John                                   1870

Margaret                            1875

 

(I can’t find any information on where or when she died – maybe she went back to Scotland. When I get back to the Family Tree hopefully I will find out.)

 

*[1]


Peter Miller

 

(My Paternal Great-Grandfather)

(My Paternal Grandfather’s Father)

 

 

 

Peter Miller was the son of Margaret (his father in not known at this stage). He was born in 1829 in Chirnside, Scotland.

 

He emigrated to New Zealand in 1862. (It is possible that he emigrated on the same ship as Elizabeth Chirnside – the “Pole Star”, which arrived in Napier on 9 February 1862.) I will eventually be going back to working on the Family Tree, and will hopefully find this out.

 

He married Elizabeth Chirnside on 16 July 1862 in Napier, New Zealand.

 

Elizabeth and Peter had four children:

 

          James Thomas                   17 May 1863                    (My Grandfather)

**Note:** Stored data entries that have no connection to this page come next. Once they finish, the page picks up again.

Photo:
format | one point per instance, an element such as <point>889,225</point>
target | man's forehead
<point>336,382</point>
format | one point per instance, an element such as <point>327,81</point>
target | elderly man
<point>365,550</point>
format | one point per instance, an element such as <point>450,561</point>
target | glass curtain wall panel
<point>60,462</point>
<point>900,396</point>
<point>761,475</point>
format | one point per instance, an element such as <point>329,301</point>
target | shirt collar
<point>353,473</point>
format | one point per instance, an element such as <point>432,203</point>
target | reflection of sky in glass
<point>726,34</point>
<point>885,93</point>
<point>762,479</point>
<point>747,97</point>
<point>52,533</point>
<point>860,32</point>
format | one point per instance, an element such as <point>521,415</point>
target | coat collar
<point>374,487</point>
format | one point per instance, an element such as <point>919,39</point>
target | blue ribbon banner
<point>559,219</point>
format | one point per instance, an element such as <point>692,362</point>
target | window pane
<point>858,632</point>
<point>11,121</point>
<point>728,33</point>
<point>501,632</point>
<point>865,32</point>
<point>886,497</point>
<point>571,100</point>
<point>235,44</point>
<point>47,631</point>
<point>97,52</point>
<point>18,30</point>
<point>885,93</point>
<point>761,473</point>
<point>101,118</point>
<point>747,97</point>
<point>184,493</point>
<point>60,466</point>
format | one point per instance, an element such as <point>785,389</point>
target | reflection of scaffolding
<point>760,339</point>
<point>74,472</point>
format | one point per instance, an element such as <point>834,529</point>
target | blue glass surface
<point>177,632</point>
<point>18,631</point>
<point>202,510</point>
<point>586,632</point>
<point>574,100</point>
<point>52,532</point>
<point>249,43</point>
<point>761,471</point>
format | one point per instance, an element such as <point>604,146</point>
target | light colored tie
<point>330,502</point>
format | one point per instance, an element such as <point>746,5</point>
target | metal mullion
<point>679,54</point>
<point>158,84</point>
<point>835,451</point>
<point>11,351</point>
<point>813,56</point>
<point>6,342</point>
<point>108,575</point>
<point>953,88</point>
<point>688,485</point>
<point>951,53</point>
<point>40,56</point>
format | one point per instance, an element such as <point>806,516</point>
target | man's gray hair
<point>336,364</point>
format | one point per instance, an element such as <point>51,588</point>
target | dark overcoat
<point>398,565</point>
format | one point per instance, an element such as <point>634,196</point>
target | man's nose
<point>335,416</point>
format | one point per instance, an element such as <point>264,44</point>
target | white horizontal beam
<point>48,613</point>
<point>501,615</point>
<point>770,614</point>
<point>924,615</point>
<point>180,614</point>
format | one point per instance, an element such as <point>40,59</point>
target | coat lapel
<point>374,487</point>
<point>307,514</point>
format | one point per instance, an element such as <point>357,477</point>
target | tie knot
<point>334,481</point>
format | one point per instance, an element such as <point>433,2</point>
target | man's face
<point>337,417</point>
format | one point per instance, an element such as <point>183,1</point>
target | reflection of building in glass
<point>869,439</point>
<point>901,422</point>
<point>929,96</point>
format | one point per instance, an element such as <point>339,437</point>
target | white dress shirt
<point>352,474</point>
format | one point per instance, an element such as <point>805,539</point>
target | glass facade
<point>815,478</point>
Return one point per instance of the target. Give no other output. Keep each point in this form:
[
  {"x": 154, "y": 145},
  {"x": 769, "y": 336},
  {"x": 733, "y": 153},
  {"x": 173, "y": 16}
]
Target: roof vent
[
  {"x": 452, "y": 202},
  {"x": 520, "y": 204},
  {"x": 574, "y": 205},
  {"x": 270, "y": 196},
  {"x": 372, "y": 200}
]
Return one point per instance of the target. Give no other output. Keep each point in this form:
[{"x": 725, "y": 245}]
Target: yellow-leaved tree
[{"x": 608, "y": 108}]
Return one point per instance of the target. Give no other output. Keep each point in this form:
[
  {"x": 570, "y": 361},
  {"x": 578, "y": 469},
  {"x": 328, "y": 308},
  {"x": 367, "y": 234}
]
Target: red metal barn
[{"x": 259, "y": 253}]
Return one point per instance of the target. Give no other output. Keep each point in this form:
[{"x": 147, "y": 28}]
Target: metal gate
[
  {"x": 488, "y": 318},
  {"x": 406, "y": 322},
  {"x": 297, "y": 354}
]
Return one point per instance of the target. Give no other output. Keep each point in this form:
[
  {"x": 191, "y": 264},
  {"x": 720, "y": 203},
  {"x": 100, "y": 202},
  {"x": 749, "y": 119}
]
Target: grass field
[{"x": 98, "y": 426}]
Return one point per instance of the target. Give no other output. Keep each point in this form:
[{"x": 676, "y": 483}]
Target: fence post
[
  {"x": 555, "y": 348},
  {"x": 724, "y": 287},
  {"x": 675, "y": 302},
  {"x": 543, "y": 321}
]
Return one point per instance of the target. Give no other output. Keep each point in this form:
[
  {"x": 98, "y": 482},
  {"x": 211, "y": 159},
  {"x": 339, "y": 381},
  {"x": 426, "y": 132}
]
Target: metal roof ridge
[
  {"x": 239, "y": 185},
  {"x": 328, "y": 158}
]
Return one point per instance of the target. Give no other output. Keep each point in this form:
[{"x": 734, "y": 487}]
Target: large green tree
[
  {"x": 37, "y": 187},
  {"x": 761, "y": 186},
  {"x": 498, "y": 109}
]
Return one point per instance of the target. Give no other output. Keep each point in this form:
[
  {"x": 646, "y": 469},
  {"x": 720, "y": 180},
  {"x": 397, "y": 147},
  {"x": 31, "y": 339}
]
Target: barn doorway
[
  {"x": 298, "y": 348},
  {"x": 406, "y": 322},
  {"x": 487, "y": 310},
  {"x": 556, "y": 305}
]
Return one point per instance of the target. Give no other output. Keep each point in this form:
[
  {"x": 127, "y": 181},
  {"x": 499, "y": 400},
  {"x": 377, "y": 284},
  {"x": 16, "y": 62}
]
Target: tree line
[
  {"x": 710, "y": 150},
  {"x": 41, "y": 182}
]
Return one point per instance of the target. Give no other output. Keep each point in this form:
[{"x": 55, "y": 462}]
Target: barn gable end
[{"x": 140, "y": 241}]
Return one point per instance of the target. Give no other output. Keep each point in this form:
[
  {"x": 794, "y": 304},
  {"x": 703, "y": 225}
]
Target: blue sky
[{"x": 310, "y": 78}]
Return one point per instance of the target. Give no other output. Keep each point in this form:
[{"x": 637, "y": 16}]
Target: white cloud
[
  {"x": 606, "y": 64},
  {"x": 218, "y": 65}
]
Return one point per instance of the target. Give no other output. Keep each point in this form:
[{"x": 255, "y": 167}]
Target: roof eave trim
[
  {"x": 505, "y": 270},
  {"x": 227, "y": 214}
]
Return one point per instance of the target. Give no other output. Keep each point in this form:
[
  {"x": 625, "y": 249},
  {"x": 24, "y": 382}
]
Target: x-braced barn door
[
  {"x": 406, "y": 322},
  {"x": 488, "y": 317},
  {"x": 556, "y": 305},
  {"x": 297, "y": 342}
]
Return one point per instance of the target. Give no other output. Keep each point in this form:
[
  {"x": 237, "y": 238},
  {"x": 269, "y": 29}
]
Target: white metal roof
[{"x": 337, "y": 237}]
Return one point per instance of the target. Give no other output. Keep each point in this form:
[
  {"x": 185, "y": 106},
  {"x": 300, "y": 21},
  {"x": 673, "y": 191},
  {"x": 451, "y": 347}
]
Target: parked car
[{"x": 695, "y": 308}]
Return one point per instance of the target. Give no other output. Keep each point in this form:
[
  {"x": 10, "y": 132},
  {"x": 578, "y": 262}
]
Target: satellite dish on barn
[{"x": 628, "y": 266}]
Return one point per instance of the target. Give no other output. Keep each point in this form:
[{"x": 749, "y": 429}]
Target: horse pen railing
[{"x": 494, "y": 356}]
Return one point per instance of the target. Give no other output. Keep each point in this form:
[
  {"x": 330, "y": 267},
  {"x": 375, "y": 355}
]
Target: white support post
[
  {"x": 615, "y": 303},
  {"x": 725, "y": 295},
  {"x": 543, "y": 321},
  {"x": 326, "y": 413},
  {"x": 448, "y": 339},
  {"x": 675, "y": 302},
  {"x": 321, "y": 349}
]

            Christina                     1866

            John                            1870

            Margaret                     1875

 

He died at Mangakuri, New Zealand, on 9 August 1906. He is buried at the Otane Cemetery, as there is not a cemetery at Mangakuri.

[2]

Charles Hutchins

 

(My Paternal Great-Grandfather)

(My Paternal Grandmother’s Father)

 

 

Charles Hutchins was born in Magdalen Laver, Essex, on 20 June 1836. He began work at nine years old on a farm. Later he was apprenticed to the gardening trade.

 

He married Maria Gates in 1863 in Penge, England.

 

When he was almost forty he emigrated to New Zealand with his wife and family of two girls and one boy: Lizzie aged eight, Alice (my paternal grandmother) aged six and James aged ten.

 

The family arrived at Napier in the ship “Inverness” in 1875. For twenty-one years Charles worked at his trade of gardener, farming a small block at Woodville and travelling as agent for a firm of nurserymen at Taradale. In 1863 Charles founded an orchard at Omokoroa. When Charles Hutchins and his wife moved to Omokoroa the other members of the family stayed in Hawkes Bay.

 

At some stage a case of kerosene weighing about eighty pounds had fallen on his right leg and partly crushed it. He got about with the aid of two sticks and a wooden support on which the knee took the weight and the lower leg rested. His son-in-law James Miller had devised and made this wooden leg and kept it repaired too. After many years of using the support, Charles became impatient with it and threw it down the bank. Thereafter, though his leg was weak and he needed the two sticks, he was able to get around more comfortably. He was not much help in the orchard. He pottered around, he kept a small flower garden and he was ever ready to offer advice and comment.

 

In planning the orchard Charles misjudged and planted apricots, peaches and plums. Fine, if he had been able to deliver the fruit in good condition to the Auckland markets.

 

When his son-in-law (James Miller) had a heart attack while cutting wood, Charles had his back to the woodheap and with this and his deafness, he had neither seen nor heard anything amiss.

 

After James Miller’s widow, Alice, and their children, Elsie and Norman, left Omokoroa, Charles was left homeless. He was shuffled from Wharepai to Mrs Rose Deveron’s and back to Wharepai.

 

The sad, bewildered old man, now over ninety, lost his mental health. He was not easy to control. He died on 1 December 1928 and was buried in the cemetery at Kihikihi on 3 December 1928.

 

Charles was a small blue-eyed man – the eyes twinkling with mischief sometimes. He knew how to exercise patriarchal authority and to express forthright opinions; he had made up for his scant education.